Qualified dividends — dividends paid by domestic corporations and certain foreign corporations — are taxed at the long-term capital gains tax rate, which is generally lower than the ordinary income tax rate and depends on your income level. Nonqualified dividends, which include dividends paid by real estate investment trusts (REITs) and some foreign corporations, are taxed at your ordinary income tax rate.
Capital gains. Capital gains are the profits earned from selling an asset for a higher price than you paid. The amount you’re taxed depends on whether they’re short-term or long-term gains. Short-term capital gains — gains on assets held for one year or less — are taxed at your ordinary income tax rate.
Long-term capital gains — gains on assets held for more than one year — are taxed at a lower rate than short-term gains, dependent on your income level. If your income is below a certain threshold, you may not have to pay any taxes on long-term capital gains.
Required minimum distributions (RMD). RMDs are the minimum amount you must withdraw from your retirement accounts each year. It’s important to factor in the tax implications of RMDs when planning for retirement.
If you have a traditional IRA or a 401(k), you will be required to take RMDs once you reach age 72. When you withdraw the funds, you’ll be taxed at your ordinary income tax rate.
Estate taxes. If you leave a large estate to your heirs, they may be subject to federal and possibly state estate taxes <Link to new blog post, CPA vs. Estate Attorney> The federal estate tax rate ranges from 18-40% and generally applies to estates valued at more than $12.92 million. However, this threshold is subject to change, so it’s essential to stay informed about any updates to the tax code.
Foreign investment income. If you earn investment income from foreign sources, you may be responsible for additional taxes and reporting requirements.

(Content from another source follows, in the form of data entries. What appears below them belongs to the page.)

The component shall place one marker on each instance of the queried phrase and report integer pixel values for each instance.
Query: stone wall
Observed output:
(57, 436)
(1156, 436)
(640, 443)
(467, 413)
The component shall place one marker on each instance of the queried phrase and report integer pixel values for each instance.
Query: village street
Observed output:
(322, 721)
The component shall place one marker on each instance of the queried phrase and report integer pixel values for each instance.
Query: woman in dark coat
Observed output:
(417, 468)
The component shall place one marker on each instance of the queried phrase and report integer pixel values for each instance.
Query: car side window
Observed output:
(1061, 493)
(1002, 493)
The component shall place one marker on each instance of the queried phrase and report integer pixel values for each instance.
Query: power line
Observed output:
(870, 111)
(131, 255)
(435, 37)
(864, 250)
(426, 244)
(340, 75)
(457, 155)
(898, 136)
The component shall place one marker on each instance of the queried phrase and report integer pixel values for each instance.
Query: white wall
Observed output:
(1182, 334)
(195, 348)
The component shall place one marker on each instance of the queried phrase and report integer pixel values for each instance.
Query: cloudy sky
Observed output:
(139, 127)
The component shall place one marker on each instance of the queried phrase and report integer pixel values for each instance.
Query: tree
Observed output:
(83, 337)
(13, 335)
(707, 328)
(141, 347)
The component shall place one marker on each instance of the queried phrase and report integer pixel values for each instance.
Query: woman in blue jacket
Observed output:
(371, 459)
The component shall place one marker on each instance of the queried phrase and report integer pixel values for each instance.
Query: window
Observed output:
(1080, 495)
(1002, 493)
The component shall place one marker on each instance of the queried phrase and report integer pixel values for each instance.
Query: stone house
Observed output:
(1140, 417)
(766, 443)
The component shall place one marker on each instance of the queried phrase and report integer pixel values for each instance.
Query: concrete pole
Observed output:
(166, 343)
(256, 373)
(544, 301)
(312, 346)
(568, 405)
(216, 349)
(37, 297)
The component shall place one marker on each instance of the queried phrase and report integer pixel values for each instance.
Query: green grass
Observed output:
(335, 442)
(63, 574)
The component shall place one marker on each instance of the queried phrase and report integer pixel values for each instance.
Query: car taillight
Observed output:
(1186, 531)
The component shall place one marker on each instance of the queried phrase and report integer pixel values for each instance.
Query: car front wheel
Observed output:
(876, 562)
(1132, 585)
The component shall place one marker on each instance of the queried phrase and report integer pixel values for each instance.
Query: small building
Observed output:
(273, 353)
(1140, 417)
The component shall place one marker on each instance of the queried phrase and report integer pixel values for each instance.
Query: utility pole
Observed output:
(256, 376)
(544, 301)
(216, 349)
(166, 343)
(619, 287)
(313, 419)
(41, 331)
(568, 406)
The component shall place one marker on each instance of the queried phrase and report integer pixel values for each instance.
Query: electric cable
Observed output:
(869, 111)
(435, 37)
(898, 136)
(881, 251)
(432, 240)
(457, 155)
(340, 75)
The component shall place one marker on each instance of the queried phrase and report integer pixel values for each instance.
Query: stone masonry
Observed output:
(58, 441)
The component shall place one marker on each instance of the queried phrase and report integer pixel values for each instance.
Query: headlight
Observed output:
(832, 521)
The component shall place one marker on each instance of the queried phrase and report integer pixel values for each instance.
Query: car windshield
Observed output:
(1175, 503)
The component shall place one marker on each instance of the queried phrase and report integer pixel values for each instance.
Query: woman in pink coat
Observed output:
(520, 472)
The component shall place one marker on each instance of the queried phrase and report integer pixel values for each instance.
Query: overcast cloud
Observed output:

The IRS requires taxpayers to report foreign investment income on their tax returns and may impose penalties for failure to disclose this income.
If you have foreign investments, it’s essential to consult with an experienced international tax professional to ensure compliance with all applicable tax laws.
Finding the tax planning approach that’s best for you
There are various strategies to legally reduce your tax liability on investment income, such as tax lost harvesting. This approach involves selling losing investments to offset gains in other investments to reduce your taxable income.
If your losses exceed your gains, you can offset up to $3,000 of your ordinary income each year. Any remaining losses can be carried forward to future years.
The above general information is provided for education only and should not be considered tax or legal advice. There’s never a one-size-fits-all approach to treating investment income, so understanding how it’s taxed can help you make more informed decisions on minimizing your tax liability.